From WikiChip
Memory Scrubbing

Memory scrubbing refers to the process of correcting or 'scrubbing' erroneously flipped bits in memory as a result of transient faults such as those caused by physical phenomena. Scrubbing is considered a RAS feature.

Motivation[edit]

Protecting data integrity in memory is a critical aspect of modern computer systems. Some aspects of the hardware, such as soft errors, are difficult or impossible to predict or detect. This is due to their random nature caused by physical phenomena such as neutron and alpha particle hitting the chip. Additionally, for some of the emerging memories being researched, various drifts (e.g., resistance) in the cells worsen over time which can flip its state.

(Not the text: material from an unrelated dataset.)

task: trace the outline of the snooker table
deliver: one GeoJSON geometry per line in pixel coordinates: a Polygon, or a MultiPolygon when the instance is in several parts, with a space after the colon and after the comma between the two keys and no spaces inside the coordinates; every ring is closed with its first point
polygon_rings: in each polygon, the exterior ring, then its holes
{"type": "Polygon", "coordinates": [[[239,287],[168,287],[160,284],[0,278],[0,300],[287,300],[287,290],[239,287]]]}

To protect the memory, mechanisms such as error correcting codes (ECC) are often employed. Those typically provide single-bit error correction and double-bit error detection (SECDED). Although individual bit errors are independent events, two separate hits are still capable of flipping two different bits in the same word. In other words, non-adjacent multi-bit errors (e.g. cosmic rays striking the same row) are not correctable.

Overview[edit]

Scrubbing is designed to address the multi-bit error problem which cannot be corrected by the various multi-bit ECC algorithms. Scrubbing takes advantage of the low probability of having two strikes in the same word at any given time, to periodically cycle the memory through the ECC logic in order to correct single-bit errors before they accumulate.

Modes[edit]

  • patrol scrubbing - System periodically goes through every data entry in the entire memory, checks for a correctable error, corrects if possible/needed and writes the value back to memory.
  • demand scrubbing - System checks for a correctable error upon a data request.